Kitapların ilk cümlesi hem okuyucu hem yazar hem de çevirmen için yeni bir maceranın başlangıcı. Bazı okuyucular büyü kaçmasın diye kitapların önsözlerini bile okumazlar. Bir süre kapağa bakar ve maceranın ilk adımı için derin bir nefes alıp, ilk sayfayı çevirirler.
Orhan Pamuk, ilk cümle sancısını bir söyleşisinde şöyle anlatmış, ‘Bir kitabın ilk cümlesi benim için önemlidir. Çok düşünürüm. İlk cümle kitabın bütün ruhunu, gideceği yolu, okura vereceği ruh hallerini sezdirmelidir. Kitabın adını, ilk cümlesini, son cümlesinin ne olacağını yıllarca not tutar düşünürüm.’
İlk cümle tanımına karşılık gelen bir de kelime var: “İncipit.” Latince ‘başlangıç, giriş cümlesi’ demek. Pek çok ülkede kitapların ilk ve son cümleleri derlenerek liste şeklinde meraklısına sunuluyor. Biz ilk cümlelerle başlayalım, kapanış cümlelerini de bir başka listeye saklayalım. Huzurlarınızda edebiyat tarihinden seçmece, en dokunaklı açılış cümleleri.
Masallar – Hermann Hesse
KAi’de, o akşam masalcı dede Cecco söze şöyle başladı: ‘İzin verirseniz beyler, bugün size çok eski bir öykü anlatmak istiyorum. Güzel bir hanımefendiye, bir cüceye, bir aşk iksirine, bağlılığa, nankörlüğe, sevgiye ve ölüme değinen bir öykü bu. (İris Kantemir’in çevirisiyle)
Yabancı – Albert Camus
Annem bugün ölmüş, belki de dün. Tam hatırlamıyorum.
Lolita (Beyaz Irktan Dul Bir Erkeğin İtirafları) – Vladimir Nabokov
“Lolita, hayatımın ışığı, kasıklarımın ateşi.
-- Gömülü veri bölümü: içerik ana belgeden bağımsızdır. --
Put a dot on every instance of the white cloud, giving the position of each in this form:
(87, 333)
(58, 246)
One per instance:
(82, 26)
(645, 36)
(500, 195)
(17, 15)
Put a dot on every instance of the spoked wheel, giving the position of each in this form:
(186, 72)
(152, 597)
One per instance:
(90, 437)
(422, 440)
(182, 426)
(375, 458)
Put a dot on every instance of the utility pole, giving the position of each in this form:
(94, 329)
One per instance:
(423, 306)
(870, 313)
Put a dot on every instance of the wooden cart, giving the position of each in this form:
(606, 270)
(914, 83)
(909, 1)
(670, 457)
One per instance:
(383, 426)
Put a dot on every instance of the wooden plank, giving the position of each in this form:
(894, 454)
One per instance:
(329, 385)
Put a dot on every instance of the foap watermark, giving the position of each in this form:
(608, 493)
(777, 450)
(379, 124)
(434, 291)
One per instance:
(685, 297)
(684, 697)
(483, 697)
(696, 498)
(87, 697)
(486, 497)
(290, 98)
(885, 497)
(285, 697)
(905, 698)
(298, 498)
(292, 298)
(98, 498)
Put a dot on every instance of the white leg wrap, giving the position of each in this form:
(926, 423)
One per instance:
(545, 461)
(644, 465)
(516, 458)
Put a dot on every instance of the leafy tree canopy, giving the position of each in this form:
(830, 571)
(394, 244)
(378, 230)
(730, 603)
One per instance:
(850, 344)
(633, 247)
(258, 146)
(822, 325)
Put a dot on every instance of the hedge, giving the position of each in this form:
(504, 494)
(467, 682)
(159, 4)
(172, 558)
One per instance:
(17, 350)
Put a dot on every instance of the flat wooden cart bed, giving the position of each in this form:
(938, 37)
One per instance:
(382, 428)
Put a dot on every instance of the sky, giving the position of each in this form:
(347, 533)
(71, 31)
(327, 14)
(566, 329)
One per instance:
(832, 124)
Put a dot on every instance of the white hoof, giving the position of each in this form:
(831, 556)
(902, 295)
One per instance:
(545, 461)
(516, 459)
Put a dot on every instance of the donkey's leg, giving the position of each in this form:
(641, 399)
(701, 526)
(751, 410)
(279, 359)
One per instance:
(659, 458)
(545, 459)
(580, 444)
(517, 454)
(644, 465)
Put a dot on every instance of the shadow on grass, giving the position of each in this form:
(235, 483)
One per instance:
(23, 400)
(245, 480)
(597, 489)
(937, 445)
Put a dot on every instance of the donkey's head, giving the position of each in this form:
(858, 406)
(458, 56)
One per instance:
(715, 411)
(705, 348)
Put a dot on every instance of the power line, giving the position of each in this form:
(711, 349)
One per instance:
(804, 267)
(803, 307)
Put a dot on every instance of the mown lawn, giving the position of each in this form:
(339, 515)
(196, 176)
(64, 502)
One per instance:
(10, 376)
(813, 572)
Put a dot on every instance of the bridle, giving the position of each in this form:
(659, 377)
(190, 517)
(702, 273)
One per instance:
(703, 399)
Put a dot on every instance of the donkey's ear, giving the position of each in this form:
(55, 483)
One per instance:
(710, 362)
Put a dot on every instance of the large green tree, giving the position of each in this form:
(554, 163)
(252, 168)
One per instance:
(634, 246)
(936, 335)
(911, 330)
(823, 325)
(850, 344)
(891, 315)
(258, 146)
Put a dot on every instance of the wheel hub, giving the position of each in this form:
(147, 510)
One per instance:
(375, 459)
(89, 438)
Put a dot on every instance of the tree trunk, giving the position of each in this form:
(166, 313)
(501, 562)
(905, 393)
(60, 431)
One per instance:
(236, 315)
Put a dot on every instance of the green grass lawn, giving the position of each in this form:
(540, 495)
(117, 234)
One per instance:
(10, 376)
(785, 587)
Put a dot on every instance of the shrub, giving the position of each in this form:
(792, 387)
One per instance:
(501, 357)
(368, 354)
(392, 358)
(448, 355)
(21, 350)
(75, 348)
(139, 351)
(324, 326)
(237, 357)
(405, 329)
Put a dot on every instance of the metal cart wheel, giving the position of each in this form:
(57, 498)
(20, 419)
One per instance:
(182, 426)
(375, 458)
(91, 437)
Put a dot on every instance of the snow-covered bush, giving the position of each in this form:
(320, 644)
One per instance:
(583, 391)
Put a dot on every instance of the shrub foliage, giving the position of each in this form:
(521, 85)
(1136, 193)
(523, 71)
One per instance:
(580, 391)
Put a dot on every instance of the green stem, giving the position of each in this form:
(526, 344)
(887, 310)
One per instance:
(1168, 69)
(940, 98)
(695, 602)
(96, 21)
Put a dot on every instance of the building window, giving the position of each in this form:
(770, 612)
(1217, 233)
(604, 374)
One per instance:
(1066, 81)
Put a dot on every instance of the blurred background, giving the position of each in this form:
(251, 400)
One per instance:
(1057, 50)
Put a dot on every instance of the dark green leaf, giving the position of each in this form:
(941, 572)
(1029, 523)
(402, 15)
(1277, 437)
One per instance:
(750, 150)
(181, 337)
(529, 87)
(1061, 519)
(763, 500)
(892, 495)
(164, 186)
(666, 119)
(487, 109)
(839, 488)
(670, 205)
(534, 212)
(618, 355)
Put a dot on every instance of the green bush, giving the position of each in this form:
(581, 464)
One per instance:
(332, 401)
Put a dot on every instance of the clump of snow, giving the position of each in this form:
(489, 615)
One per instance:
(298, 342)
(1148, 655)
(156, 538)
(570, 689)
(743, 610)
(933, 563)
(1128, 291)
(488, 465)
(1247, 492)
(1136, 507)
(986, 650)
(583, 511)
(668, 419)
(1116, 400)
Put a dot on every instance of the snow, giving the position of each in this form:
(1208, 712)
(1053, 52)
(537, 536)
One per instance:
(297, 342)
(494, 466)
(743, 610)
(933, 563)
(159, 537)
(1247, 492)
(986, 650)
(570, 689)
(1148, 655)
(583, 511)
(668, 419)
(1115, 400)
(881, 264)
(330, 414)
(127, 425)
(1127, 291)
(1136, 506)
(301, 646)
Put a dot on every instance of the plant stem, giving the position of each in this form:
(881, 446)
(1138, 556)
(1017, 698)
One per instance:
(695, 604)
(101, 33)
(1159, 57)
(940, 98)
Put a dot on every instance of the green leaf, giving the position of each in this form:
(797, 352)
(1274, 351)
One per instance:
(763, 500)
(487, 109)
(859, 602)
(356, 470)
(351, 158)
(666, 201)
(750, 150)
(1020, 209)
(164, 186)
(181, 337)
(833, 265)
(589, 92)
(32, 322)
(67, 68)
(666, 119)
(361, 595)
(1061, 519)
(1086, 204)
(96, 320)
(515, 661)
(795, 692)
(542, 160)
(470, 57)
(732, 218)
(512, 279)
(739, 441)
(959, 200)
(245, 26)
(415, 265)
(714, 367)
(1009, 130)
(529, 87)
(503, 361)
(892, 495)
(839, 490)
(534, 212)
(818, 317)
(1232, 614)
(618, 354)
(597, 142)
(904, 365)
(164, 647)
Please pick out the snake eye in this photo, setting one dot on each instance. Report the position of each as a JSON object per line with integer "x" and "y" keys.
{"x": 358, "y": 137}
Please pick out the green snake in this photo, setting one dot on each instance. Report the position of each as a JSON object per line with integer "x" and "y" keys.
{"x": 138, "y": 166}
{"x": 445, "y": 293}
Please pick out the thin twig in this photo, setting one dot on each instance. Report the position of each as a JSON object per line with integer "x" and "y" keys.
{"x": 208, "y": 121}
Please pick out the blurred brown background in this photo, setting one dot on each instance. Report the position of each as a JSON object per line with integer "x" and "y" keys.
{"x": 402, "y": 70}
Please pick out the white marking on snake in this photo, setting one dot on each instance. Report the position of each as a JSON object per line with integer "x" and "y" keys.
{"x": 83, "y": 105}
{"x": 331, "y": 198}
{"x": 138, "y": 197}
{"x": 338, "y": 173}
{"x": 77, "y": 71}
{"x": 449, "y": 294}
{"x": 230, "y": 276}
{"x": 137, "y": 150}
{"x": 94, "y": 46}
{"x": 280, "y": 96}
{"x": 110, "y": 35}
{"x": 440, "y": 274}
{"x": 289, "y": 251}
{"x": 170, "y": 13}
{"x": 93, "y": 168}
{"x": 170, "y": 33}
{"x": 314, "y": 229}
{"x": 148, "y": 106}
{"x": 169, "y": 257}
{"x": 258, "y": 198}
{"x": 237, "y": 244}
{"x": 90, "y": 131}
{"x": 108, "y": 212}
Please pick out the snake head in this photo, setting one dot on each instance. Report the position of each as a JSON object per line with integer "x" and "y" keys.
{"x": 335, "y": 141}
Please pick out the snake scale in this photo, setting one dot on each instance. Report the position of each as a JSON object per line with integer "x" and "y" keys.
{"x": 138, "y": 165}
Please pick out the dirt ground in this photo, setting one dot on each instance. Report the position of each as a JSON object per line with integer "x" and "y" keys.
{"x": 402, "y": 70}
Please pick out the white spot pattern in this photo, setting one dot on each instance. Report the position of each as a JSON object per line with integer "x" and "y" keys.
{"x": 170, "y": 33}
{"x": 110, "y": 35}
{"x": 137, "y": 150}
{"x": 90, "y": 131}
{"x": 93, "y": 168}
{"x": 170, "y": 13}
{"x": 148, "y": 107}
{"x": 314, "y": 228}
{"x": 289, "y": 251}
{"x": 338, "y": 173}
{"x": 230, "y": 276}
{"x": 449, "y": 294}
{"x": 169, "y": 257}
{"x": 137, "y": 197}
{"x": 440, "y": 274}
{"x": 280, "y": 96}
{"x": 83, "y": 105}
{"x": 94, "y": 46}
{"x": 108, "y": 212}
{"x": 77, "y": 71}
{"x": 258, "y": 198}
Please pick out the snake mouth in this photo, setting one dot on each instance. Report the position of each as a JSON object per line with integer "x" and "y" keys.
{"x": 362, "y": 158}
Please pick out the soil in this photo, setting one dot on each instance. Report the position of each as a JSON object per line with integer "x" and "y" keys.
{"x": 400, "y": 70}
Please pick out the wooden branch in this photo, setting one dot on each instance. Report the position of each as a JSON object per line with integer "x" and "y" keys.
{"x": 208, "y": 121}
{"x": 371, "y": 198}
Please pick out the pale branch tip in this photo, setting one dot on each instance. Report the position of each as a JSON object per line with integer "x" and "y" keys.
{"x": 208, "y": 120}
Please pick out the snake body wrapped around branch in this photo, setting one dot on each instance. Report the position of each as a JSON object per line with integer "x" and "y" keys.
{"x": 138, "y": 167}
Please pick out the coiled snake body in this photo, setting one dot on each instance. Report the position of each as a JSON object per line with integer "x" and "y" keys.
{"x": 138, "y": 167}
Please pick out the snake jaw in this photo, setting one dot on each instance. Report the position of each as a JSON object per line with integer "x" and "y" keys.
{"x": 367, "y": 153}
Günahım, ruhum, Lo-li-ta; dilin ucu damaktan dişlere doğru üç basamaklık bir yol alır, üçüncüsünde gelir dişlere dayanır. Lo-li-ta.” (Fatih Özgüven’in çevirisiyle)
Frankenstein – Mary Shelley
“İçine doğan tüm kötü hislere rağmen işlerimi kazasız belasız yoluna koyduğumu duyunca memnun olacağını tahmin ediyorum. Buraya dün geldim ve gelir gelmez de ilk işim, sevgili kardeşimi iyi olduğumdan, girişimimin başarıya ulaşacağına dair inancımın giderek güçlendiğinden haberdar etmek üzere kolları sıvamak oldu.” (Duygu Akın’ın çevirisiyle)
Zargana – Hakan Günday
Hayat, cinsel ilişkiyle bulaşan ölümcül bir hastalıktır.
Tanrıya Bakıyorlardı – Zora Neale Hurston
“Ufuktaki gemilerde, her adamın arzuları vardır. Bazıları için umutlar dalgalarla yanaşır. Diğerleri için ise, rüyalar sonsuza kadar ufukta yol alır, gözden hiç kaybolmadan seyredilir…ve onları gözleyenler hiç sıkılıp gözlerini başka tarafa çevirinceye, zaman onları alaylı bir şekilde silinceye kadar, asla kıyıya yanaşmazlar. İnsan hayatı budur işte…” (Ayla Okyavuz Yazal ve Ayşe Şirin Okyavuz Yener’in çevirisiyle)
Sırça Fanus – Sylvia Plath
“Rosenberleri elektrikli sandalyede idam ettikleri yaz; garip, boğucu bir yazdı ve ben New York’ta ne aradığımı bilmiyordum.” (Handan Saraç’ın çevirisiyle)
Çavdar Tarlasında Çocuklar – J.D. Salinger
“Anlatacaklarımı gerçekten dinleyecekseniz, herhalde önce nerede doğduğumu, rezil çocukluğumun nasıl geçtiğini, ben doğmadan önce annemle babamın nasıl tanıştıklarını, tüm o David Copperfield zırvalıklarını filan da bilmek istersiniz, ama ben pek anlatmak istemiyorum. Her şeyden önce, ben bu zımbırtılardan sıkılıyorum. Sonra, onlarla ilgili en ufak bir söz etsem, bizimkilere inmeler iner.” (Coşkun Yerli’nin çevirisiyle)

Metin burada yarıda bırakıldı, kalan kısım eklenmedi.